After the coup attempt, torture became widespread and systematic in Turkish detention centers, a fact evidenced by the UN special rapporteur on torture and other cruel, inhuman, or degrading treatment or punishment.

“[I]n the immediate aftermath of the failed coup, torture and other forms of ill-treatment were widespread, particularly at the time of arrest and during the subsequent detention in police or gendarmerie lock-ups as well as in improvised unofficial detention locations such as sports centers, stables and the corridors of courthouses,” the special rapporteur found on his mission to Turkey between November 27 and December 2, 2016.

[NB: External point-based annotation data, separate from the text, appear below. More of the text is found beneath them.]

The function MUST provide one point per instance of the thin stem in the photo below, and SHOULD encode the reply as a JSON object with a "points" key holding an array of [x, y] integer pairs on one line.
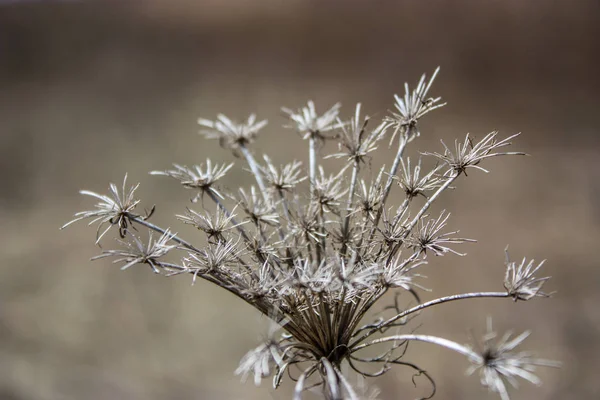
{"points": [[431, 303], [312, 162], [449, 344], [353, 180], [388, 186], [430, 201], [174, 238], [218, 202], [255, 171]]}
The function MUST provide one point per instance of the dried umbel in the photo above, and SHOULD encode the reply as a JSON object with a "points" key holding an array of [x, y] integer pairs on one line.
{"points": [[316, 253]]}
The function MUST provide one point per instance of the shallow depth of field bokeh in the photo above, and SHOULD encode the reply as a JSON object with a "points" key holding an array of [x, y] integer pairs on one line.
{"points": [[91, 90]]}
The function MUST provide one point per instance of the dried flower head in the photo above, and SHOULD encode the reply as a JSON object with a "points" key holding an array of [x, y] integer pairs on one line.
{"points": [[428, 237], [355, 140], [412, 107], [309, 123], [319, 258], [199, 178], [469, 155], [116, 209], [414, 184], [136, 252], [231, 134], [520, 281], [498, 363]]}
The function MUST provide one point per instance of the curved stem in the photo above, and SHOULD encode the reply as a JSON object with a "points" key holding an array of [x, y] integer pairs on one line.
{"points": [[428, 304], [449, 344]]}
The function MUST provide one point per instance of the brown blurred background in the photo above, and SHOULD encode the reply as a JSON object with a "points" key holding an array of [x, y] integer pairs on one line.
{"points": [[91, 90]]}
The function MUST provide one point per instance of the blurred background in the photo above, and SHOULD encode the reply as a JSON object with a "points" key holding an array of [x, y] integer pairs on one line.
{"points": [[90, 90]]}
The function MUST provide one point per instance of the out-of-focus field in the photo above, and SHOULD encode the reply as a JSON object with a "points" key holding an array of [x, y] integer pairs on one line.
{"points": [[91, 90]]}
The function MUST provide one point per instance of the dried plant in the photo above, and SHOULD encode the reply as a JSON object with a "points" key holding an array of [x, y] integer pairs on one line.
{"points": [[316, 253]]}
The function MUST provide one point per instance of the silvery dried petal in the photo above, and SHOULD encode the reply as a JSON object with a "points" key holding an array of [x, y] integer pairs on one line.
{"points": [[468, 155], [498, 363], [307, 122], [257, 209], [198, 177], [412, 107], [354, 139], [428, 237], [520, 281], [230, 133], [284, 178], [413, 184], [114, 209], [137, 252]]}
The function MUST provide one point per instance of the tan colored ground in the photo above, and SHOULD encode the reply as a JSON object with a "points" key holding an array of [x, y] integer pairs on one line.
{"points": [[90, 90]]}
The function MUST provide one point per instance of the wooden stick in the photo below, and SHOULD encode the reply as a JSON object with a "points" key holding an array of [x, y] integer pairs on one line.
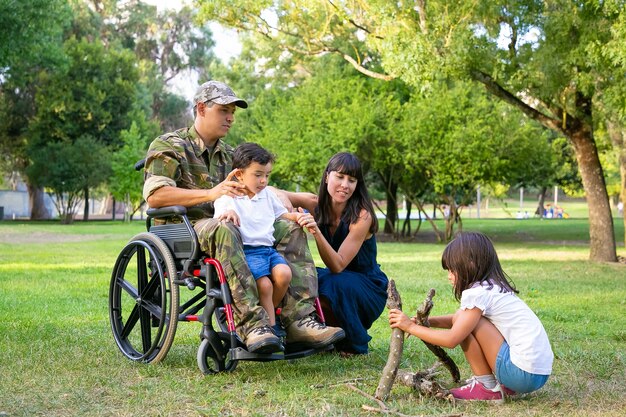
{"points": [[387, 411], [422, 318], [396, 346]]}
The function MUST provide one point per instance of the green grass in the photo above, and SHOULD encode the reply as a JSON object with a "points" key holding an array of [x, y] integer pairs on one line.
{"points": [[58, 357]]}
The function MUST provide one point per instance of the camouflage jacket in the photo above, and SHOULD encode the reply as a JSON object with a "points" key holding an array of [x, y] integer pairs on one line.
{"points": [[181, 159]]}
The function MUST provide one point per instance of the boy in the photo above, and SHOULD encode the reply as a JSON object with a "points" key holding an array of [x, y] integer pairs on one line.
{"points": [[254, 214]]}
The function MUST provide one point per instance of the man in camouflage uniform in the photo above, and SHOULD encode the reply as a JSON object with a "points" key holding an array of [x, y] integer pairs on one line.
{"points": [[192, 167]]}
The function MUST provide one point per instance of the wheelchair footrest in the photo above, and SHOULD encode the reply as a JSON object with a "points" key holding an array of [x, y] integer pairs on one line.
{"points": [[240, 354]]}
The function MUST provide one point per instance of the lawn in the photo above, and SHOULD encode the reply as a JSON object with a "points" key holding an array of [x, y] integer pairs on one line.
{"points": [[59, 358]]}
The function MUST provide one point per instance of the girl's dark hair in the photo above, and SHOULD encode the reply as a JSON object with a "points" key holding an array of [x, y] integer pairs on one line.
{"points": [[472, 258], [347, 164], [248, 152]]}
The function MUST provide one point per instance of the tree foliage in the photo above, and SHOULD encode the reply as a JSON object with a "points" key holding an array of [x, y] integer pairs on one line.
{"points": [[553, 61]]}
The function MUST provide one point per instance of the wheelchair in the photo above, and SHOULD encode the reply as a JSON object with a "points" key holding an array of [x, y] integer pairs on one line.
{"points": [[145, 301]]}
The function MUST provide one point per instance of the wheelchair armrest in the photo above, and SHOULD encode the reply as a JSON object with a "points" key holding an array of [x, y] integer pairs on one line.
{"points": [[167, 211]]}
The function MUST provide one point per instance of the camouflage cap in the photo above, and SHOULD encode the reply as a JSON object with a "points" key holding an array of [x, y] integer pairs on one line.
{"points": [[219, 93]]}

Turkey also vetoed the publication of a torture report by the European Committee for the Prevention of Torture and Inhuman or Degrading Treatment or Punishment (CPT). CPT, a Council of Europe-affiliated body combatting torture and other ill-treatment through unannounced visits to places of detention of member states, which had conducted inspections between August 28 and September 6, 2016 in Turkey.

The delegation’s visit came amid widespread allegations raised first by Amnesty International, which stated that it had collected credible evidence that detainees in Turkey were beaten, tortured, and on some occasions raped in official and unofficial detention centers across the country.